Benchmarking 32 LLMs on 202 Verilog tasks through actual hardware synthesis reveals a systematic divergence: proprietary models fail late and open-weight models fail early.
Proprietary models (GPT-4, Claude) produce code that compiles and simulates correctly but fails during elaboration or synthesis — the tools can parse the code but can’t map it onto hardware. The failure mode is subtle: constructs that are valid in simulation (delays, dynamic memory allocation, unsynthesizable loop bounds) that have no hardware equivalent. The code is functionally correct software pretending to be hardware.

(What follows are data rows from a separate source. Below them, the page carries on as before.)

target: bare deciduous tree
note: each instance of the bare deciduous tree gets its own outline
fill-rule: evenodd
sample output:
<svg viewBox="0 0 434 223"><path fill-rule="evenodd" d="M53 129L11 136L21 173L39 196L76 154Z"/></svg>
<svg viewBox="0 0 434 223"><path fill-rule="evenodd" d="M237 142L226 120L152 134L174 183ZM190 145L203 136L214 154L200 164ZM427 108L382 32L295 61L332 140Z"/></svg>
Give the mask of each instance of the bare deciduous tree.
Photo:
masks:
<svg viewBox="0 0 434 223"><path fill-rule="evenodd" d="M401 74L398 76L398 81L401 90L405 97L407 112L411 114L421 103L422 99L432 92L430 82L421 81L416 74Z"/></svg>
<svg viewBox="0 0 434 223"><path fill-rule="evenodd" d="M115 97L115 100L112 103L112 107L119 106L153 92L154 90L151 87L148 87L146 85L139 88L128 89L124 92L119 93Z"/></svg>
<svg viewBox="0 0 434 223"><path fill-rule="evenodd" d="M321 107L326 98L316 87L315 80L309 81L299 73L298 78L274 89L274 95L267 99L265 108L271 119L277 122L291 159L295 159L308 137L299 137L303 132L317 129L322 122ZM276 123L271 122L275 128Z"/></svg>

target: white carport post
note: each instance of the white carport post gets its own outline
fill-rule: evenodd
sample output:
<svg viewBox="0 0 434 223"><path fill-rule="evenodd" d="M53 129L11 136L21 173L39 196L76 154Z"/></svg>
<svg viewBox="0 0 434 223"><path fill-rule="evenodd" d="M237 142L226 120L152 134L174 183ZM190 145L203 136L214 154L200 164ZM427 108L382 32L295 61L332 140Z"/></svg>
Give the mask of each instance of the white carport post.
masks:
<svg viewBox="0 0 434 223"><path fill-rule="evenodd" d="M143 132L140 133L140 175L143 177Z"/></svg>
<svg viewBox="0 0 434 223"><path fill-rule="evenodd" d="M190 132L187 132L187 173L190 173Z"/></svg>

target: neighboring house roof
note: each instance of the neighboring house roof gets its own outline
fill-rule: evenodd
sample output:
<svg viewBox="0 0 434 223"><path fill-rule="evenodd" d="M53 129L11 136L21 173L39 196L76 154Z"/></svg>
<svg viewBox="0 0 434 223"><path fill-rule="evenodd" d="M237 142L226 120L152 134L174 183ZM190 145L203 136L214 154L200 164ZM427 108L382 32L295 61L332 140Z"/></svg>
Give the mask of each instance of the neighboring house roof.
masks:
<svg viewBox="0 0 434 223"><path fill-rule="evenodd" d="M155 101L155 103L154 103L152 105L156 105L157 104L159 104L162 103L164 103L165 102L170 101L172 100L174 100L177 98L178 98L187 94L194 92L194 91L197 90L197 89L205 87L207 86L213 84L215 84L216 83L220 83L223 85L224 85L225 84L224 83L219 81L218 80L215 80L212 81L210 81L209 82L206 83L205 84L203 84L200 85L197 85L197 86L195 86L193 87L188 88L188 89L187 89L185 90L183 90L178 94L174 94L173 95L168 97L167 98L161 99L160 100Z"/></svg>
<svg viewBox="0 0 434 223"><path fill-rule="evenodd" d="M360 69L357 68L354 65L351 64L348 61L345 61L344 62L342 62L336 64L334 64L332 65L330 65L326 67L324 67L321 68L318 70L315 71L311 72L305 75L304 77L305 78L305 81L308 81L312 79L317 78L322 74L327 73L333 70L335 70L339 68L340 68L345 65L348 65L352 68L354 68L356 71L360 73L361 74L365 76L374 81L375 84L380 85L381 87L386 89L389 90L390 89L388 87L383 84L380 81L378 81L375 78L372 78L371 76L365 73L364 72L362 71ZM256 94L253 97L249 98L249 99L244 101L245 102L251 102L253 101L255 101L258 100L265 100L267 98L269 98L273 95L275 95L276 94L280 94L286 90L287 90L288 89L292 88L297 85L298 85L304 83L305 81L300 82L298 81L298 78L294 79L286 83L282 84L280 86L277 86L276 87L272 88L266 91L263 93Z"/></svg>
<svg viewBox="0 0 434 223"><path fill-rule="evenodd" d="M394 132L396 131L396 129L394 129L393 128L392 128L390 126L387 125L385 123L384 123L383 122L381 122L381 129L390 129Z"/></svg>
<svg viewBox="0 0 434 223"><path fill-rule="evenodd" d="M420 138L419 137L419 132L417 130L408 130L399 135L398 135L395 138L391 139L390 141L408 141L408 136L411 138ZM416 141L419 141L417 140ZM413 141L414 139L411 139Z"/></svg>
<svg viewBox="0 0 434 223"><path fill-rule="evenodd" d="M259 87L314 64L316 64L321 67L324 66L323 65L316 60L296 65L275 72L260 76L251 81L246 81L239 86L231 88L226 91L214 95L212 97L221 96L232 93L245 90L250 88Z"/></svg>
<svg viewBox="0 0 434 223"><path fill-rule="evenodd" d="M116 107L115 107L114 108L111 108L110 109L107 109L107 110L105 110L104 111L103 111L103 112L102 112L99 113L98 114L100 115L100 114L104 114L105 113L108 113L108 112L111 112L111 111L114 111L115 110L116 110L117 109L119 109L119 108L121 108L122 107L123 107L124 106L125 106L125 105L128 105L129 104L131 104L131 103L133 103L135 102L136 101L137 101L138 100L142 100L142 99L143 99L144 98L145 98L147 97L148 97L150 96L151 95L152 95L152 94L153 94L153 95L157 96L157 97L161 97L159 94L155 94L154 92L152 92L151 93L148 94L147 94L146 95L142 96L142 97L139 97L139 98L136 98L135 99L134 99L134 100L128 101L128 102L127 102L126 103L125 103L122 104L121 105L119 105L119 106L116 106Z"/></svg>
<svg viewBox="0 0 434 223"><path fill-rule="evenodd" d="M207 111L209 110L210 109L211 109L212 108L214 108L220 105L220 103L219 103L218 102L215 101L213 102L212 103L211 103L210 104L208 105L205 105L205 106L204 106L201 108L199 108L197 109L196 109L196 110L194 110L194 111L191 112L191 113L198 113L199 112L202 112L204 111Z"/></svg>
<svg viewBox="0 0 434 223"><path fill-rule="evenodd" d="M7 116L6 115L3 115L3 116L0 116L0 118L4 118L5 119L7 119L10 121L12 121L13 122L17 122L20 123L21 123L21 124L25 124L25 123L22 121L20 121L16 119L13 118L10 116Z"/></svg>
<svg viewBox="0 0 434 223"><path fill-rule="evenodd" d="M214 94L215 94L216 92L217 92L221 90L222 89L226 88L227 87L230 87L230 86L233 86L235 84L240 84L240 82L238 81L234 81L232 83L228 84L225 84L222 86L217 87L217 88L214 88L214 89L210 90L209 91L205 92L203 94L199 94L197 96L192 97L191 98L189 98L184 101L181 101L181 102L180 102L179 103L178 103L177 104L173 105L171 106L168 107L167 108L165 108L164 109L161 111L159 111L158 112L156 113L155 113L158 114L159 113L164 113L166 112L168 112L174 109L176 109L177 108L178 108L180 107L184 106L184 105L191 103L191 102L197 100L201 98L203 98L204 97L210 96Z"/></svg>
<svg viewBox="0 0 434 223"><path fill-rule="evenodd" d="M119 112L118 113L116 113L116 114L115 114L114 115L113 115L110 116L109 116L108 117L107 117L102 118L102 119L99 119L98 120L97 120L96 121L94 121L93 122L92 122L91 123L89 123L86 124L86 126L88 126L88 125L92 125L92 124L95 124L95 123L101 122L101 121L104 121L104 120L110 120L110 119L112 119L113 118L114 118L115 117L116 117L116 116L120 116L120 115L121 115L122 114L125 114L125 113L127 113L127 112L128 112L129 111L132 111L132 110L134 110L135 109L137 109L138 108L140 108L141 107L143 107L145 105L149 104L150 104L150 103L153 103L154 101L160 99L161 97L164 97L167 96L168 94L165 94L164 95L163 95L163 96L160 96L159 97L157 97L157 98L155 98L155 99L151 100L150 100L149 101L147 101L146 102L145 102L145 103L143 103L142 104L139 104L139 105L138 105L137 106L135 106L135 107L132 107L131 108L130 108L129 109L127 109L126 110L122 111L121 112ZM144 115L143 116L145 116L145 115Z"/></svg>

Open-weight models fail earlier: missing module wrappers, non-synthesizable constructs, syntax errors. The code doesn’t even compile. But when it compiles, it’s more likely to synthesize successfully — because the training data for open models includes more synthesis-grade RTL and less simulation-grade testbench code.
The through-claim: the gap between simulation and synthesis is a gap between two different notions of “correct.” LLMs trained on simulation-oriented code learn to write programs that behave correctly. LLMs trained on synthesis-oriented code learn to write descriptions that can become circuits. The distinction between a program and a description is precisely the distinction that hardware design education spends years teaching. LLMs reproduce whichever notion of correctness their training data embodies.